AMD Zen 4 IBS Extensions Under Review For Linux

Written by Michael Larabel in AMD on 9 May 2022 at 05:40 AM EDT. 1 Comment
AMD
Upcoming AMD Zen 4 processors are bringing improvements to their Instruction-Based Sampling (IBS) capabilities that can be utilized by Linux's wonderful perf utility and subsystem.

At the end of April was the initial patch series with a revised series sent out this morning for new IBS extensions with AMD Zen 4. The patch series is also notable in it being the first Linux kernel patch series explicitly referencing "Zen4" rather than just calling it a future/upcoming architecture. All the other recent Zen 4 patch series have just used generic/vague terminology even though we all know it's for Zen 4 given AMD's Linux upstreaming cadence and history around their Linux support timing.

Zen 4 will improve instruction-based sampling by adding a data source extension as well as a new L3 cache miss filtering capability. These new Zen 4 IBS features are summed up as:
DataSrc extension provides additional data source details for tagged load/store operations. Add support for these new bits in perf report/script raw-dump.

IBS L3 miss filtering works by tagging an instruction on IBS counter overflow and generating an NMI if the tagged instruction causes an L3 miss. Samples without an L3 miss are discarded and counter is reset with random value (between 1-15 for fetch pmu and 1-127 for op pmu). This helps in reducing sampling overhead when user is interested only in such samples.
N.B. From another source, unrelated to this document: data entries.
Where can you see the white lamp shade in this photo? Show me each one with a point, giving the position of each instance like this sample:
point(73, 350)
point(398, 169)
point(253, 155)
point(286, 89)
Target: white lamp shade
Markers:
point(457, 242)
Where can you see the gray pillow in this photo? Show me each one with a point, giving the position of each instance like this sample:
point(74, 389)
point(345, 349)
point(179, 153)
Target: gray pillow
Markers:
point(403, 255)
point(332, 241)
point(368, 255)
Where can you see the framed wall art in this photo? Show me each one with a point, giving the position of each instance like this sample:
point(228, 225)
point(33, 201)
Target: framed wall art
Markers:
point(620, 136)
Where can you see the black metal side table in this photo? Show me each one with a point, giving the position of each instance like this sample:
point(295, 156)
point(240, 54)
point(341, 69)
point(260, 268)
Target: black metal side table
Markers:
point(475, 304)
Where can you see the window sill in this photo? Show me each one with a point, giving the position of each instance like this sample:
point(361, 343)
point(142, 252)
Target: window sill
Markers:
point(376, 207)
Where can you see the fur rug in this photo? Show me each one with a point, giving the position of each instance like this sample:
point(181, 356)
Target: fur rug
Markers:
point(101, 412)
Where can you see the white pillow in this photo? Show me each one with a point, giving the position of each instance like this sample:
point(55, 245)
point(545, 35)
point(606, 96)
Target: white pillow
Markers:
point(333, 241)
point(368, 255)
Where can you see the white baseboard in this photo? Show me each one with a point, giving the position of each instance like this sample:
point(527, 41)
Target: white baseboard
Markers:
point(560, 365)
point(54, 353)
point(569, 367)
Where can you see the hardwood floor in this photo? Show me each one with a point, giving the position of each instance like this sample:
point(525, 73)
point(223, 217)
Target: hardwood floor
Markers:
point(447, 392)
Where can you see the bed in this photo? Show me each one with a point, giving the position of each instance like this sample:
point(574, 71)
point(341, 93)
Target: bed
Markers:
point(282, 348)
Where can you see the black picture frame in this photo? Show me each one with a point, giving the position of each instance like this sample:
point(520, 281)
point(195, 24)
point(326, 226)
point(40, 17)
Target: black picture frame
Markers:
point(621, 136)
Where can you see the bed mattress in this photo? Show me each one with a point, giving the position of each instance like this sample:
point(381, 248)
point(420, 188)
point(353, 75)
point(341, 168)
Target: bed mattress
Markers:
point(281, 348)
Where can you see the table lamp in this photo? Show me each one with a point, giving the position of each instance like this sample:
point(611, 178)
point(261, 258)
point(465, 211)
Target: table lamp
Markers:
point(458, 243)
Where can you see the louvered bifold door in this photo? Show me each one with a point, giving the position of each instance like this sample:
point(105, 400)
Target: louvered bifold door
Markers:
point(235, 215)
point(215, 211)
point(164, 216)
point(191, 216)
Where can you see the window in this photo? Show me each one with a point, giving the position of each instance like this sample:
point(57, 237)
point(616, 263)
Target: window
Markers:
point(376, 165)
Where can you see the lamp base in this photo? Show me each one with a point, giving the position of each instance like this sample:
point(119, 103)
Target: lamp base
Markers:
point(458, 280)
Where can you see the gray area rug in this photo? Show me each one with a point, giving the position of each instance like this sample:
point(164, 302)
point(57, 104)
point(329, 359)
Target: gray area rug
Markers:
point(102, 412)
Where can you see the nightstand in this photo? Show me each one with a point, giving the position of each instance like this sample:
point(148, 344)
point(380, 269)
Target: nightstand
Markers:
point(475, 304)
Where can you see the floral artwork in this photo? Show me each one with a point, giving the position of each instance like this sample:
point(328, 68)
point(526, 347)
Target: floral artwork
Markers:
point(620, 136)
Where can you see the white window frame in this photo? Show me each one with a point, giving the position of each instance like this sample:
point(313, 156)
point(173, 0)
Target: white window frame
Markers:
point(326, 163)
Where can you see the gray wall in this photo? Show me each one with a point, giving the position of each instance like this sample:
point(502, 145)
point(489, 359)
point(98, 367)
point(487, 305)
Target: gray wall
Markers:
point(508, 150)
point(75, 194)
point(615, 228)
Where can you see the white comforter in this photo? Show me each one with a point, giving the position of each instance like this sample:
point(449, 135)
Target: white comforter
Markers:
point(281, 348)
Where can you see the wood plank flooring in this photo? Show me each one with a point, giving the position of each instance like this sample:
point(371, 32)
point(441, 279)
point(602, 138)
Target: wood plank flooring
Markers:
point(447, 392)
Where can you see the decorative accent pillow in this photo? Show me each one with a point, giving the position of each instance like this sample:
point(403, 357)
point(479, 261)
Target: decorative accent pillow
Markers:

One of the use case of such filtered samples is to feed data to page-migration daemon in tiered memory systems.

Add support for L3 miss filtering in IBS driver via new pmu attribute "l3missonly".

See the kernel mailing list for these Zen 4 IBS patches if you are a heavy Linux perf user and wanting to learn more about these new capabilities.


In general, besides perf instruction-based sampling being useful for profiling for possible optimizations and debugging of issues, the sampling is also useful for a growing number of compiler features for being able to feed the perf hardware sampling results back to the compiler for assisting in generating profile-based optimized binaries. With Intel long having been more at the forefront of hardware performance counters and the functionality exposed under Linux, it's good to see some IBS improvements coming with Zen 4.